Binary COPY with INSERT fallback

Atomic

Always on

adbc

adbc_ingest (append/replace)

Driver-dependent; FlightSQL falls back to per-row

Always on

duckdb

register + INSERT ... SELECT

Single connection transaction

Always on

sqlite / aiosqlite

executemany inside one BEGIN IMMEDIATE

Atomic when the driver owns the transaction; rolls back on error

Always on

oracledb

direct path load (Thin mode, default); executemany fallback

Per execute_many; array-DML row counts available

enable_direct_path_load=False to force fallback; oracle_batch_errors / oracle_array_dml_row_counts execution args

MySQL family (pymysql, asyncmy, aiomysql, mysql-connector)

executemany (default); LOAD DATA LOCAL INFILE (opt-in)

Server-managed

enable_local_infile_bulk_load + connection local_infile / allow_local_infile

bigquery

Parquet load job (default); Arrow Storage Write API (opt-in)

All-or-nothing load job / PENDING write stream

enable_storage_write_api; load retry/timeout via job-control features

spanner

Transaction.insert_or_update mutations (upsert); Batch Write API (opt-in)

In-transaction (default); independently committed groups (Batch Write)

Always on; enable_batch_write_api for high-throughput groups

mssql-python

cursor.bulkcopy() via load_from_arrow

Driver-managed

Always on

arrow_odbc

bulk_insert_arrow via load_from_arrow

Driver-managed

Always on

Security and opt-in paths

Some fast paths are opt-in because they read local files or change semantics:

  • MySQL ``LOAD DATA LOCAL INFILE`` requires both the adapter feature enable_local_infile_bulk_load and the connection's local-infile setting (local_infile=True for pymysql/aiomysql/asyncmy, allow_local_infile=True for mysql-connector). Enabling the feature without the connection gate raises ImproperConfigurationError at config construction. The MySQL server must also have local_infile enabled. mysql-connector additionally honors allow_local_infile_in_path -- the staged temp file must live under that directory when it is set.

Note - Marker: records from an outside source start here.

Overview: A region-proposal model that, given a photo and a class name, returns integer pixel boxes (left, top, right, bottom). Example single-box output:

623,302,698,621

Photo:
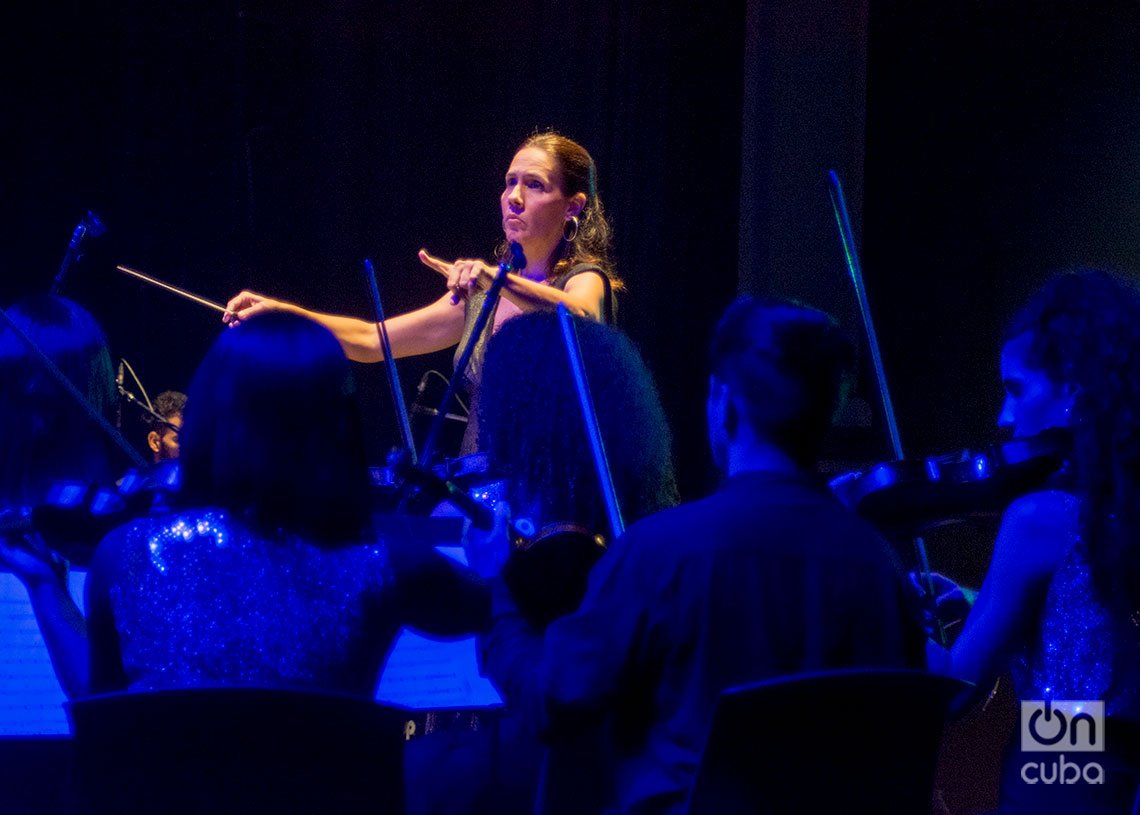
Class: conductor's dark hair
709,296,855,466
478,312,677,535
179,312,371,545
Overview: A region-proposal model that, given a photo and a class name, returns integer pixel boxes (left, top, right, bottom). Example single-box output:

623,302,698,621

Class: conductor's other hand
223,291,284,327
419,250,497,305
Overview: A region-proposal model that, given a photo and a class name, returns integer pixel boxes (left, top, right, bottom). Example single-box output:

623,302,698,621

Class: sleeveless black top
451,264,616,455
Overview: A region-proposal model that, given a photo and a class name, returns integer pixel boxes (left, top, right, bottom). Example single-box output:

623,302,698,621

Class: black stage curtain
2,0,746,499
4,1,1140,501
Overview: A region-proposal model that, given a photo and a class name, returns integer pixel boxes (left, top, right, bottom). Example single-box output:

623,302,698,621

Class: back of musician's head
0,294,117,506
478,311,677,533
708,296,854,467
179,312,370,544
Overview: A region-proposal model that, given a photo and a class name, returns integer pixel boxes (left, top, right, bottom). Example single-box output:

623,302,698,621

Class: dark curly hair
1004,269,1140,615
149,390,186,425
477,312,676,536
494,131,623,291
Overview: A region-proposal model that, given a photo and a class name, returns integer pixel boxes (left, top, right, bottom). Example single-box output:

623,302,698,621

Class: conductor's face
998,332,1074,439
501,147,582,260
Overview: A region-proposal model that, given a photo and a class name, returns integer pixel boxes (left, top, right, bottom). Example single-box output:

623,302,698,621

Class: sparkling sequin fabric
1016,540,1140,718
96,509,399,696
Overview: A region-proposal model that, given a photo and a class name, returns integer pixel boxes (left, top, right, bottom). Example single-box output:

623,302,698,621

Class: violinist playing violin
471,296,925,815
928,269,1140,814
5,311,489,705
0,294,121,699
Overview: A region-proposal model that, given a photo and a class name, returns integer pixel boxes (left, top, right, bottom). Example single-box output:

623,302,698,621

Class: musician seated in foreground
0,294,122,698
4,312,488,698
405,311,679,815
471,296,926,814
929,270,1140,814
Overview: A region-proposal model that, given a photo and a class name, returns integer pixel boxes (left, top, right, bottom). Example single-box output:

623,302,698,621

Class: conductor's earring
563,216,580,243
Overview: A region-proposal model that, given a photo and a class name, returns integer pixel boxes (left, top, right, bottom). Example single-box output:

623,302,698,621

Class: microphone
408,371,430,416
116,360,125,391
410,404,468,423
408,372,468,423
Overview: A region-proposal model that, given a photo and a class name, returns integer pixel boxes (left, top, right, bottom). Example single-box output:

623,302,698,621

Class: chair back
67,687,405,815
687,668,972,815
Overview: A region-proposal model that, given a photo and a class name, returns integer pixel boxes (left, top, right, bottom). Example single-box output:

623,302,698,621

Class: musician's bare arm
949,490,1077,687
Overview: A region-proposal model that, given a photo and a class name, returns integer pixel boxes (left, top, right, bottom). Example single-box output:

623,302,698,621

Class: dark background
4,2,1140,811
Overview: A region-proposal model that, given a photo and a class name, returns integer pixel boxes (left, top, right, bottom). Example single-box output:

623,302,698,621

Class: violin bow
827,170,944,645
115,265,238,318
556,303,624,541
363,258,417,466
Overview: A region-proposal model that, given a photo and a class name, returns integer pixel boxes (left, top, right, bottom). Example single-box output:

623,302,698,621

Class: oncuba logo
1020,700,1104,785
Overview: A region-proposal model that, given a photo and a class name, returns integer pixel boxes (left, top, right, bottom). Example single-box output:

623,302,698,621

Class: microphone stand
363,258,416,466
0,306,147,470
556,304,625,540
827,169,943,645
117,384,178,431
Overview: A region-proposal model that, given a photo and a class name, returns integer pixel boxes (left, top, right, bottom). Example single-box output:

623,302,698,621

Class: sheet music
0,571,85,736
375,546,503,710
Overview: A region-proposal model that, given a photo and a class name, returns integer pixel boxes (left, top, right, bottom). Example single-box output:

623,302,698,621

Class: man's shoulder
620,491,724,539
618,477,891,559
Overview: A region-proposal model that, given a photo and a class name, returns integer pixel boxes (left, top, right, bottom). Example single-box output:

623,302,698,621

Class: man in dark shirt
477,296,926,814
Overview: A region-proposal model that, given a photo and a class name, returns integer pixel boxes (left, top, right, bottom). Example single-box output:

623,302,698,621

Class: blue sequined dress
999,539,1140,813
1014,540,1140,720
85,509,485,696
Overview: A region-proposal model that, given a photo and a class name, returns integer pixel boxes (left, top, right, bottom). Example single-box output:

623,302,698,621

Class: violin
384,450,606,627
830,428,1072,535
0,464,182,558
504,520,606,629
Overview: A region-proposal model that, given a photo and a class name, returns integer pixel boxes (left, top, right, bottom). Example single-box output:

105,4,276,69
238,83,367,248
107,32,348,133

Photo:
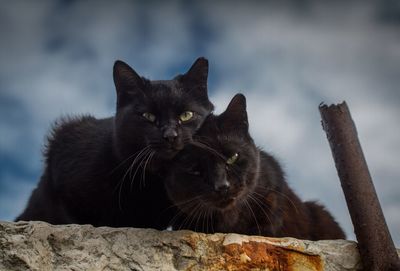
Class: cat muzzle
214,180,230,195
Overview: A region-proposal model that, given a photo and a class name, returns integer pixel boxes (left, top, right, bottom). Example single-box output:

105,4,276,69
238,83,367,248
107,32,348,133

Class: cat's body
17,58,214,229
165,94,345,240
18,116,170,227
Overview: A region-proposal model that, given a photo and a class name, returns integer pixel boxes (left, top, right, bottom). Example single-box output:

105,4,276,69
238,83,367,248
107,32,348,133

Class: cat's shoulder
304,201,346,239
44,115,113,157
48,115,111,138
258,149,284,174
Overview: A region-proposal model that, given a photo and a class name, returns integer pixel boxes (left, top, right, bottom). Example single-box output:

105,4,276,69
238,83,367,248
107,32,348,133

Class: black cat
16,57,214,229
165,94,345,240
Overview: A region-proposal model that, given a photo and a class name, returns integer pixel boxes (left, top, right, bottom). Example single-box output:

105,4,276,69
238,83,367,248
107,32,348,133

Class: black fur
165,94,345,240
16,57,214,229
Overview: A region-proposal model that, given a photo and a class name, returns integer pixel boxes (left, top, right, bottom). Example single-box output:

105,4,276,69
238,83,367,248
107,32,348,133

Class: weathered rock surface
0,221,398,271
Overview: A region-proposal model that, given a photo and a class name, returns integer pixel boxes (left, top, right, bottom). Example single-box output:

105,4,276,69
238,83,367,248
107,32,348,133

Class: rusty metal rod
319,101,400,271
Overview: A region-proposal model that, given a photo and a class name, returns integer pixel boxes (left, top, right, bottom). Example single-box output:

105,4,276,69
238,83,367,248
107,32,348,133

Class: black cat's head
113,57,214,160
165,94,260,213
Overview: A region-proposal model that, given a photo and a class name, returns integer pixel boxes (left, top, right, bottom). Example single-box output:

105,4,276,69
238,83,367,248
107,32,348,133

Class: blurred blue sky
1,0,399,245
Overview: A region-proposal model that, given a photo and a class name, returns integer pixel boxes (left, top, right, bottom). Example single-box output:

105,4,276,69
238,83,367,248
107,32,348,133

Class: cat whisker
168,215,181,231
108,149,143,176
140,150,156,189
168,203,193,230
244,199,261,236
166,195,205,211
204,208,209,233
203,208,210,233
113,145,151,194
179,202,202,231
129,148,153,191
255,187,300,215
248,193,273,227
198,207,205,233
125,146,152,181
192,204,205,232
250,192,276,214
251,190,294,227
138,151,150,189
115,145,152,211
202,207,209,233
167,196,204,229
163,196,206,229
194,205,204,232
210,209,215,234
146,143,165,149
120,147,152,204
200,206,209,233
208,208,214,234
190,141,226,161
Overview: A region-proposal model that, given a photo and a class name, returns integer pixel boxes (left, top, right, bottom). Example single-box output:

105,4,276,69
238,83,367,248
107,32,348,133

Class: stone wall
0,221,398,271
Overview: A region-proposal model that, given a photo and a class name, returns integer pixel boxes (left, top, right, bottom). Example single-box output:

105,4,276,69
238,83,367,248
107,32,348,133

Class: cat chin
155,149,180,159
204,196,240,211
157,142,188,158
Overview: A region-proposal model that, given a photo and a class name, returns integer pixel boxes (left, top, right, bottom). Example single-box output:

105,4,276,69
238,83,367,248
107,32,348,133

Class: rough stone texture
0,221,398,271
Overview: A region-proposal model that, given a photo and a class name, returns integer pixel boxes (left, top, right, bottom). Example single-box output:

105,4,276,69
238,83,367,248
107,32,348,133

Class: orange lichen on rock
181,232,324,270
222,241,323,271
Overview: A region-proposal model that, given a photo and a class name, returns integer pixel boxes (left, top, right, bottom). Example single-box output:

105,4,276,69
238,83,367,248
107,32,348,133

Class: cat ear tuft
182,57,208,87
113,60,143,94
220,93,249,131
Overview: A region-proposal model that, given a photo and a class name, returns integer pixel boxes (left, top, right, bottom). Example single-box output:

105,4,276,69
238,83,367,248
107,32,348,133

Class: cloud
0,0,198,169
0,173,35,221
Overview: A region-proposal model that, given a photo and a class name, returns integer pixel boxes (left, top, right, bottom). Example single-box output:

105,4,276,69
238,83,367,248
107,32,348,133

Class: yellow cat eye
226,153,239,165
142,112,156,122
179,111,194,122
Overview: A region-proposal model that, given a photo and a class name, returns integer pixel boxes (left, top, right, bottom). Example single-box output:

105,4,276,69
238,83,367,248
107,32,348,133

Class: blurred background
1,0,399,245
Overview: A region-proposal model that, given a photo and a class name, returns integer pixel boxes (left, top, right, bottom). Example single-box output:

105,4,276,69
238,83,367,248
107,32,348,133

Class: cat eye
179,111,194,122
142,112,156,122
226,153,239,165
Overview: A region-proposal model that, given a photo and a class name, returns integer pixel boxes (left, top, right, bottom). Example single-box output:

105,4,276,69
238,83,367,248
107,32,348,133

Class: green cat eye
226,153,239,165
142,112,156,122
179,111,194,122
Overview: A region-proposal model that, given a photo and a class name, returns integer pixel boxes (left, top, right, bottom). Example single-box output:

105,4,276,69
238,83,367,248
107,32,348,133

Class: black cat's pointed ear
181,57,208,87
219,93,249,131
113,60,144,95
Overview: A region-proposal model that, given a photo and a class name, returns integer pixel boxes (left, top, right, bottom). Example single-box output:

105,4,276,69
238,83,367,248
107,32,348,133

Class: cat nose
214,179,230,194
163,128,178,143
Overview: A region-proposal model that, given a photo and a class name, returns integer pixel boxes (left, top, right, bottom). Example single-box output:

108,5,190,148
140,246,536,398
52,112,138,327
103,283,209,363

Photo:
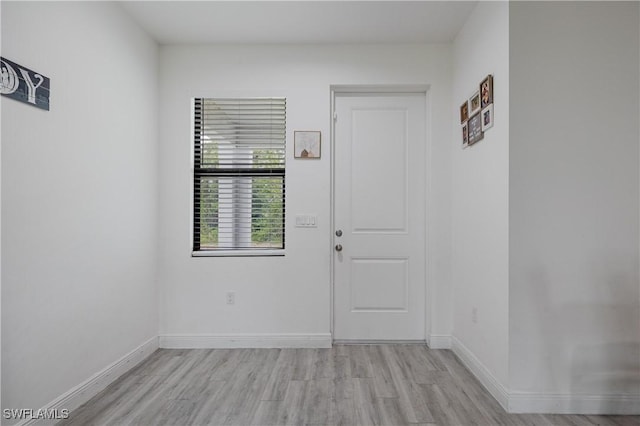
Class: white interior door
333,92,426,341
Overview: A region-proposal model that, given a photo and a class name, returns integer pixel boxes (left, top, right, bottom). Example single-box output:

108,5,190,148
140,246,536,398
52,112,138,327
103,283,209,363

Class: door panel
334,93,426,341
351,258,409,311
351,108,408,233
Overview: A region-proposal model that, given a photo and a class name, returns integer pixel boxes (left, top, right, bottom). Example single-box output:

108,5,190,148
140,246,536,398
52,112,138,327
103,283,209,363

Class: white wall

  • Oracle direct path load is the default bulk-ingest transport in Thin mode. Set enable_direct_path_load=False to force executemany. Connections that do not expose the Direct Path Load API, including Thick-mode connections, silently fall back to executemany.

  • BigQuery Storage Write API (enable_storage_write_api) streams Arrow rows for load_from_arrow appends and falls back to the Parquet load job when the Storage client is unavailable; overwrite=True always uses a Parquet WRITE_TRUNCATE load job.

  • Spanner Batch Write API (enable_batch_write_api) routes load_from_arrow through Database.mutation_groups().batch_write() for high-throughput, independently committed insert_or_update groups instead of a single in-transaction flush. The upsert semantics keep each group idempotent on replay.

Examples

MySQL LOAD DATA LOCAL INFILE:

from sqlspec.adapters.pymysql import PyMysqlConfig

config = PyMysqlConfig(
    connection_config={"host": "localhost", "local_infile": True},
    driver_features={"enable_local_infile_bulk_load": True},
)
with config.provide_session() as driver:
    driver.load_from_arrow("orders", arrow_table)

Oracle per-call batch error and array-DML row-count reporting:

statement_config = driver.statement_config.replace(
    execution_args={"oracle_batch_errors": True, "oracle_array_dml_row_counts": True}
)
result = driver.execute_many(
    "INSERT INTO orders (id, total) VALUES (:1, :2)", rows, statement_config=statement_config
)
failures = result.metadata["oracle_batch_errors"]      # list of {offset, code, message}
row_counts = result.metadata["oracle_dml_row_counts"]  # per-statement affected rows

Note

Spanner load_from_arrow uses insert_or_update mutations, so re-running the same rows is an idempotent upsert rather than a primary-key collision.